4.3 Improvement and expansion

1. Reconfigured the environment and installed the GPU-based version of Pytorch. Compared with the CPU version, the GPU can support faster convolution operations. At the same time, larger video memory can also support batch processing of more data batches, which is conducive to the stability of training and prevents "gradient disappearance". In the CPU version, if the batch size is too large, problems such as memory explosion may occur.
2. AlexNet replaced the sigmoid activation function with a simpler ReLU activation function.

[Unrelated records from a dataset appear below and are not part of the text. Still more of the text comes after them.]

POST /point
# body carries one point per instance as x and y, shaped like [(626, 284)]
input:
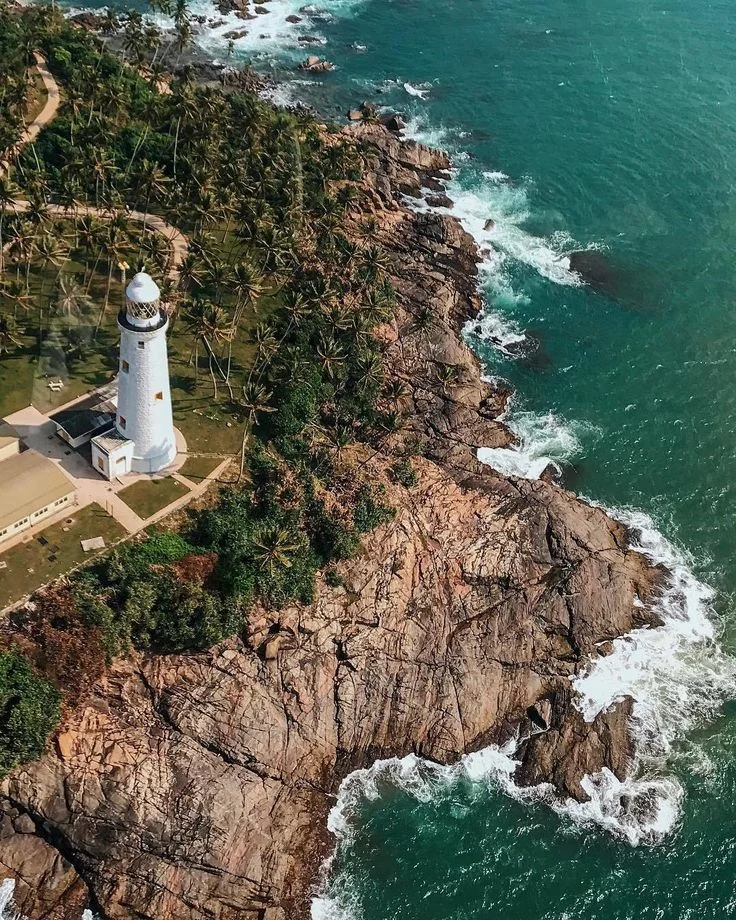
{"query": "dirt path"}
[(178, 243)]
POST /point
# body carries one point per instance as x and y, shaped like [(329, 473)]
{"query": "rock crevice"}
[(197, 786)]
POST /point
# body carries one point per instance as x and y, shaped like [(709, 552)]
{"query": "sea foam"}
[(543, 441)]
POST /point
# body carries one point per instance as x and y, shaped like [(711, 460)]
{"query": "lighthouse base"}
[(155, 463)]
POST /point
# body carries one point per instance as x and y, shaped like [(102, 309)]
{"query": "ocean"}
[(607, 128)]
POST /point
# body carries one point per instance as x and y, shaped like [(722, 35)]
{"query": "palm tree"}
[(6, 201), (208, 323), (331, 354), (8, 334), (70, 297), (256, 401), (274, 546)]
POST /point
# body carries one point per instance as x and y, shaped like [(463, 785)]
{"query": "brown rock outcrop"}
[(197, 786)]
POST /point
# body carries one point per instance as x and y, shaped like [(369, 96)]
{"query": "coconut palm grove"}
[(271, 310)]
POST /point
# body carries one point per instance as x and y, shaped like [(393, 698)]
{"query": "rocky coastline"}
[(198, 786)]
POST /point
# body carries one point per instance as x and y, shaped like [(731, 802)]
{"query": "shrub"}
[(29, 711), (404, 473), (369, 512)]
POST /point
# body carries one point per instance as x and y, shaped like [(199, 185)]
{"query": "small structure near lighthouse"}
[(142, 440)]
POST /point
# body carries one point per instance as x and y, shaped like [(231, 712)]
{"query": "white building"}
[(143, 439)]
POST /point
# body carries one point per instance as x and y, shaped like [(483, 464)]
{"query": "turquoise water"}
[(575, 124), (616, 125)]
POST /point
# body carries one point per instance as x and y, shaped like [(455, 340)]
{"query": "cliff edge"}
[(197, 786)]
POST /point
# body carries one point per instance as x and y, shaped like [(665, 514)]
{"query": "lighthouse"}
[(143, 438)]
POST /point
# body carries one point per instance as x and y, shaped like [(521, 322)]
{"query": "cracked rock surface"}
[(197, 786)]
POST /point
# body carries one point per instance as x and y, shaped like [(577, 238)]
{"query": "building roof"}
[(88, 416), (111, 441), (142, 289), (8, 434), (30, 482)]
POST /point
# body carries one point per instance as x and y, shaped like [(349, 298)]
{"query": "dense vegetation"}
[(278, 299), (29, 710), (263, 196)]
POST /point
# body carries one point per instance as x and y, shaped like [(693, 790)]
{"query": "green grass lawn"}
[(60, 552), (197, 469), (147, 496)]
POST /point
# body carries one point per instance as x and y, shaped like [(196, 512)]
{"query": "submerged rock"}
[(594, 269), (197, 786)]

The calculation of ReLU is simpler, making the model easier to train, and will not cause "gradient disappearance" and other situations that make the model unable to be trained effectively.
3. In order to prevent overfitting, a certain probability of dropout is also introduced to control the model complexity of the fully connected layer.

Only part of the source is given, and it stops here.